Przepisy chronią "papierowych" rolników. RPO o wątpliwościach konstytucyjnych
Marcin Wiącek, rzecznik praw obywatelskich prosi ministra rolnictwa o stanowisko do przyjętej definicji aktywnego rolnika, zawartej w polskim Planie Strategicznym dla Wspólnej Polityki Rolnej. Powód? Budzi wątpliwości rolników.
RPO w swoim wystąpieniu powołuje się na ocenę samorządu rolniczego, że przyjęta w polskim Planie Strategicznym dla WPR na lata 2023-2027 definicja aktywnego rolnika nie wyklucza ze wsparcia osób, które nie prowadzą faktycznie działalności rolniczej.
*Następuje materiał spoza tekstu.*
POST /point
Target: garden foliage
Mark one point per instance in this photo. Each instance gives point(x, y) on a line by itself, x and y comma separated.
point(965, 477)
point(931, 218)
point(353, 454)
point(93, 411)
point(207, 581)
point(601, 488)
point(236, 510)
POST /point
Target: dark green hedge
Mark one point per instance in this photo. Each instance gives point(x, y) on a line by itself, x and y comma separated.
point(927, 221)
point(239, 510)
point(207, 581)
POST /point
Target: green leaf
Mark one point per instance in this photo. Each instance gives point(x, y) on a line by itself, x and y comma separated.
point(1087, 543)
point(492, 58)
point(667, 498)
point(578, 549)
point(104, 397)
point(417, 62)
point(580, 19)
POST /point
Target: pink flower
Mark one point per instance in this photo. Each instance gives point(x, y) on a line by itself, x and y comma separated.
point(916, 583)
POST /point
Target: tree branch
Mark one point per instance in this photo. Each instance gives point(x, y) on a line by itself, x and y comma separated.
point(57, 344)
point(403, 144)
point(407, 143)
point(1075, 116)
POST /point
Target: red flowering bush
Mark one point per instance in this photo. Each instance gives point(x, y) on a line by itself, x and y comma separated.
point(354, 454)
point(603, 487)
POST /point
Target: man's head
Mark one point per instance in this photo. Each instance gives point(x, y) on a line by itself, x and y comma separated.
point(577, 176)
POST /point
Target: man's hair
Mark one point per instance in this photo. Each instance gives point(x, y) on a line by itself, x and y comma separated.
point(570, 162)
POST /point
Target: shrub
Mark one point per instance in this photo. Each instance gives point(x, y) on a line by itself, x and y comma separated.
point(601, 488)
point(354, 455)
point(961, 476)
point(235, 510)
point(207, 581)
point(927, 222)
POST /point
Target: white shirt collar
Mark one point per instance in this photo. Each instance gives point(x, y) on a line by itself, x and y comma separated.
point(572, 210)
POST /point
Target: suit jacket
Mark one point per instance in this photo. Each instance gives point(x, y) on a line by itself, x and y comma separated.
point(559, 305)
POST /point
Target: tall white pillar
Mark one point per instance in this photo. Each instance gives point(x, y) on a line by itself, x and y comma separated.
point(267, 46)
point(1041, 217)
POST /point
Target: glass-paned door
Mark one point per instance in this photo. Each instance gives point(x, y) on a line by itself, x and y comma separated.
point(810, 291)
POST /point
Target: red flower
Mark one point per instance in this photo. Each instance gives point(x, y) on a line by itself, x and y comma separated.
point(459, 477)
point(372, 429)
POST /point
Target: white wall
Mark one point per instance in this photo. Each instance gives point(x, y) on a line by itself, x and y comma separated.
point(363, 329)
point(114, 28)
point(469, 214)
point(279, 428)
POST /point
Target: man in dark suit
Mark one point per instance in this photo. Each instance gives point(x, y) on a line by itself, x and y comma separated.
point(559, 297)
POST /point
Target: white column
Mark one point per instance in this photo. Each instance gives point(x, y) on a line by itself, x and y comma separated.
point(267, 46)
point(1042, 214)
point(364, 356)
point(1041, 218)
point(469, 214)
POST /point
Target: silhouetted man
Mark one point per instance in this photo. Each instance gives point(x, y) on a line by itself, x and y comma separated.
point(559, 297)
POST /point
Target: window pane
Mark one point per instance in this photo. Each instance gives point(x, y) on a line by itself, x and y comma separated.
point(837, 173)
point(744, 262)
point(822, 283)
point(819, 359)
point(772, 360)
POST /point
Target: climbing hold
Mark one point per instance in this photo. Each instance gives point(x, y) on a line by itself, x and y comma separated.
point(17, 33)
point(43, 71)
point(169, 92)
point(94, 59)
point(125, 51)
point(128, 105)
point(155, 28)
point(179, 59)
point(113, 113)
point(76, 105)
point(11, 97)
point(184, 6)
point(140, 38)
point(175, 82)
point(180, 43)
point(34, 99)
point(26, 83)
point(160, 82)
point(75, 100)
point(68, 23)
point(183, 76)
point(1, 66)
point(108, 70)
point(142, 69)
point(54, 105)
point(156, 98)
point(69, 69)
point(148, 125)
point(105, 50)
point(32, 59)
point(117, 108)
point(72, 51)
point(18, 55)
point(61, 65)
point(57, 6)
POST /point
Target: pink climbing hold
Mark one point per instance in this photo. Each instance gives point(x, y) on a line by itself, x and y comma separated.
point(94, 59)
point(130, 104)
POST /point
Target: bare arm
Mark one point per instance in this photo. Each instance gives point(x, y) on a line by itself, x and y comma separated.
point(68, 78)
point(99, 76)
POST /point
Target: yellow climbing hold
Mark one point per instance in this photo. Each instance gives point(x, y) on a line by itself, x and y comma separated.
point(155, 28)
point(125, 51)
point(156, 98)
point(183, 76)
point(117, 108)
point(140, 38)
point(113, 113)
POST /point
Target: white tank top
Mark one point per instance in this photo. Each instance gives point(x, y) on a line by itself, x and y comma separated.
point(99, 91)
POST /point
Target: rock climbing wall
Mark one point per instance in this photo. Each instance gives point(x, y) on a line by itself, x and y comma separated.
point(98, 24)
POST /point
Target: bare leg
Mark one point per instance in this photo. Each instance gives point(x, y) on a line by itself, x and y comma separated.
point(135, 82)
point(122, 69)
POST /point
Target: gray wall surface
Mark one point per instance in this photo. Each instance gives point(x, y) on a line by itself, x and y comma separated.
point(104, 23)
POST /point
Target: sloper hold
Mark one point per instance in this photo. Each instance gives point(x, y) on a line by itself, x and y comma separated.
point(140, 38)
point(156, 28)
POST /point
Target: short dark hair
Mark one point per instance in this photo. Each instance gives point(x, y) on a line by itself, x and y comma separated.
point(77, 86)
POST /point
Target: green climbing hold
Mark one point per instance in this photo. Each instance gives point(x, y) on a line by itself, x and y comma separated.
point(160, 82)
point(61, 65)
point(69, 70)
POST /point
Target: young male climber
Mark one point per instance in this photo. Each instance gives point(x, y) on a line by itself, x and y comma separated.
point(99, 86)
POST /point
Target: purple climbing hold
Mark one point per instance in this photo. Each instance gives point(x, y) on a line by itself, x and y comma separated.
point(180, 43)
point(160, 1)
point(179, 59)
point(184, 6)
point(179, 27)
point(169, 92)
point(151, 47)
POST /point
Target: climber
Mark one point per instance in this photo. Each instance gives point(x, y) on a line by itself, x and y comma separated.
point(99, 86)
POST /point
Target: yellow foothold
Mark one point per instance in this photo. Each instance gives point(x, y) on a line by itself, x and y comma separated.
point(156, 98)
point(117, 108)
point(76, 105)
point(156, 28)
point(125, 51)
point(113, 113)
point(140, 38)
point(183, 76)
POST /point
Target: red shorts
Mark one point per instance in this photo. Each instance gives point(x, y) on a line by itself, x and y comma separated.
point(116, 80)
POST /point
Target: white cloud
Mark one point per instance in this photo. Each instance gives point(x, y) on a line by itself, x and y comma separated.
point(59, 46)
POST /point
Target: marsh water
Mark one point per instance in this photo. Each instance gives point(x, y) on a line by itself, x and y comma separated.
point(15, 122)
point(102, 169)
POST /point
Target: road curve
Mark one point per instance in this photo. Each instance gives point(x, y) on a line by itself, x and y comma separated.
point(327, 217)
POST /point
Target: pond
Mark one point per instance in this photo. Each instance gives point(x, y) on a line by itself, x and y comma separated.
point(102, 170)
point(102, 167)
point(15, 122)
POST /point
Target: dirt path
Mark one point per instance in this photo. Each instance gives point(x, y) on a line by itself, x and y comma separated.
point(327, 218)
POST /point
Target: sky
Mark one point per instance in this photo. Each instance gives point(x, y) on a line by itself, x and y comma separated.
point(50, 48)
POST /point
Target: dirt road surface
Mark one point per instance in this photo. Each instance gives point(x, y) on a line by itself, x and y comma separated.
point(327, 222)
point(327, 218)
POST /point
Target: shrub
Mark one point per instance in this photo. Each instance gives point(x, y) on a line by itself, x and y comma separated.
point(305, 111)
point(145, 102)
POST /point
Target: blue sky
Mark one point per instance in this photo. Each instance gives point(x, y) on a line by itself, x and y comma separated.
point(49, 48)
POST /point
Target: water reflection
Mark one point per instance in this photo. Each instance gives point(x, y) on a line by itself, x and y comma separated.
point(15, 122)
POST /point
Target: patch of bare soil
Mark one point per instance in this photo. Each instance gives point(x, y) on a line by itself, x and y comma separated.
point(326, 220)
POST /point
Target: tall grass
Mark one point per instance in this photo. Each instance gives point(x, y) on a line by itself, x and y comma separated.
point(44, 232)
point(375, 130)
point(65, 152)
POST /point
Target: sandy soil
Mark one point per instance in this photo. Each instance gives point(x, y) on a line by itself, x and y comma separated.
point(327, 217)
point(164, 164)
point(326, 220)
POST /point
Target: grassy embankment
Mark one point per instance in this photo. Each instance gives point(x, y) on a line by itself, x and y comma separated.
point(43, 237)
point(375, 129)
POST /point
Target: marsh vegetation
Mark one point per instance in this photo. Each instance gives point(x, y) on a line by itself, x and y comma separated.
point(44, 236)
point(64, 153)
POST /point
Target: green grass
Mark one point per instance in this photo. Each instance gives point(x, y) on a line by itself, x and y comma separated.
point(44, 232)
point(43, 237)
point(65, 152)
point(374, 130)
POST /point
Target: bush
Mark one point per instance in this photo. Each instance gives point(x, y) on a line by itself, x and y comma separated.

Dopłaty tylko dla prawdziwych rolników. Przepisy trzeba doprecyzować
Dlatego koniecznym zdaniem samorządu branżowego jest doprecyzowanie w krajowych aktach wykonawczych tej definicji oraz wymogów stawianych beneficjentom - aby ograniczyć skalę wypłat płatności bezpośrednich dla osób, które nie prowadzą działalności rolniczej. Zwłaszcza, że zgodnie z prawem UE dopłaty powinny trafiać do aktywnych gospodarzy, prowadzących rzeczywiście działalność rolniczą.
Rzecznik zwraca uwagę, że w projekcie Planu Strategicznego WPR przesłanym do Komisji Europejskiej zapisano następującą definicję: rolnicy, którzy za poprzedni rok otrzymali płatności bezpośrednie w kwocie nieprzekraczającej 5 tys. euro, będą automatycznie uznawani za aktywnych zawodowo.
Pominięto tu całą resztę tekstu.